Blog

Rubinius wants to help YOU make Ruby better

By | August 30th, 2010 at 4:08PM

It is a great time to be a Rubyist. This year we have already seen IronRuby 1.0, JRuby 1.5, with Ruby 1.9 due to be released shortly. Ruby is simply becoming better and faster on every platform. And, wherever Ruby is, Rails is sure to be nearby. Rails 3 looks more awesome each day.

Recently, our very own Rubinius officially joined the ranks with a 1.0 release. We are excited to see folks trying it out. All the feedback and issues reported have been a great help. Many people are reporting that their apps “just work”.
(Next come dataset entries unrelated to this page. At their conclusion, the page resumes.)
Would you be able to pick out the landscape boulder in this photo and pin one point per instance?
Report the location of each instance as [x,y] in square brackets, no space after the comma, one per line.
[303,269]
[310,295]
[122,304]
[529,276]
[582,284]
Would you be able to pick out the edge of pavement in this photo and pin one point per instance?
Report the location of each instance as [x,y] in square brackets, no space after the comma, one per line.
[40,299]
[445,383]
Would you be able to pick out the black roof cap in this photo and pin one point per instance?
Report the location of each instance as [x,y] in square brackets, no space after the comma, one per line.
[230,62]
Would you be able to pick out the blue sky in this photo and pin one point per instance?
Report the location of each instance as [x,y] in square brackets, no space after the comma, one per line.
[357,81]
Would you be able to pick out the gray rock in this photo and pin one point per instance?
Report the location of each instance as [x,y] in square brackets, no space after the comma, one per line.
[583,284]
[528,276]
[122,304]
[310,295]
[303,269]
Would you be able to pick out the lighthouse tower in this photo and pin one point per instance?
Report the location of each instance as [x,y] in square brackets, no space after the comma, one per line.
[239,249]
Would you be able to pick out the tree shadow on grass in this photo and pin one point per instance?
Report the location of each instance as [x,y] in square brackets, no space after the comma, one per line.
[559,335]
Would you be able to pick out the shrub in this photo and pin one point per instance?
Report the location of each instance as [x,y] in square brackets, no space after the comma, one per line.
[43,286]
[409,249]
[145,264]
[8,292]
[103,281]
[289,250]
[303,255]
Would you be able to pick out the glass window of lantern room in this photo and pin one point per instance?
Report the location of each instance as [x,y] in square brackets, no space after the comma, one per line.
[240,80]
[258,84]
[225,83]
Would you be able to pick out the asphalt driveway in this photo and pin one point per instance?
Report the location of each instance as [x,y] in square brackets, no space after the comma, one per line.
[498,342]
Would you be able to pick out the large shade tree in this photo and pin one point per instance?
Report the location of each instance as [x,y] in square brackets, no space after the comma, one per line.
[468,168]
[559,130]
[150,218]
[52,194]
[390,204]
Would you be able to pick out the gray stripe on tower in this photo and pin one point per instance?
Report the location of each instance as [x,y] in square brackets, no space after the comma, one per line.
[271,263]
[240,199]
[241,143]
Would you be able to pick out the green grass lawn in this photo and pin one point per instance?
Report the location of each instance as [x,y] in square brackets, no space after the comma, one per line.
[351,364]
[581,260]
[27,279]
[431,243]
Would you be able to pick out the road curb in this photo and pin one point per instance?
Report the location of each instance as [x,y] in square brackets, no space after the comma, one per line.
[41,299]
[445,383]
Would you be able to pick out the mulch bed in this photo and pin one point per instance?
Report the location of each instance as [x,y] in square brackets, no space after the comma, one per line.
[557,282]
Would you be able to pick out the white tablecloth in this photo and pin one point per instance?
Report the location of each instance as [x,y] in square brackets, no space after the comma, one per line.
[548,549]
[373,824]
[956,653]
With all this great news, the Ruby world looks rosy indeed. However, we can make Ruby even better. To do so, we need your help. You may not realize this, but the quality of the Ruby code you write can have a significant impact on how great we can make Ruby. I’d like to share some tips about how you can improve your Ruby code while helping us make Ruby better too.

0. Rubinius

Rubinius is a completely new implementation of Ruby. When Evan Phoenix started Rubinius, he put some stakes in the sand. Rubinius has a modern, bytecode virtual machine, a cutting-edge garbage collector, a just-in-time (JIT) compiler utilizing the awesome LLVM project, and a Ruby core library and bytecode compiler written in Ruby. We are only just getting started with 1.0. We have a whole list of features coming, including support for Windows and Ruby version 1.9, as well as improvements to the JIT compiler that should make Ruby several times faster, and removal of the global interpreter lock (GIL) so that your threads will execute Ruby code concurrently. Rubinius does a lot of things differently than MRI under the covers. As Rubinius has grown up, we’ve definitely seen a wide cross-section of Ruby code while working on features and compatibility. The tips for writing better Ruby code below are based on some of the challenges we have faced.

1. Sending Messages

Rubinius is unique among the various Ruby implementations in that it implements the Ruby core library primarily in Ruby. Even the primitive methods, operations implemented in C++ that must access the virtual machine directly, appear to other Ruby code as normal Ruby methods. Importantly, calling these primitive methods from Ruby code is like calling any other Ruby method.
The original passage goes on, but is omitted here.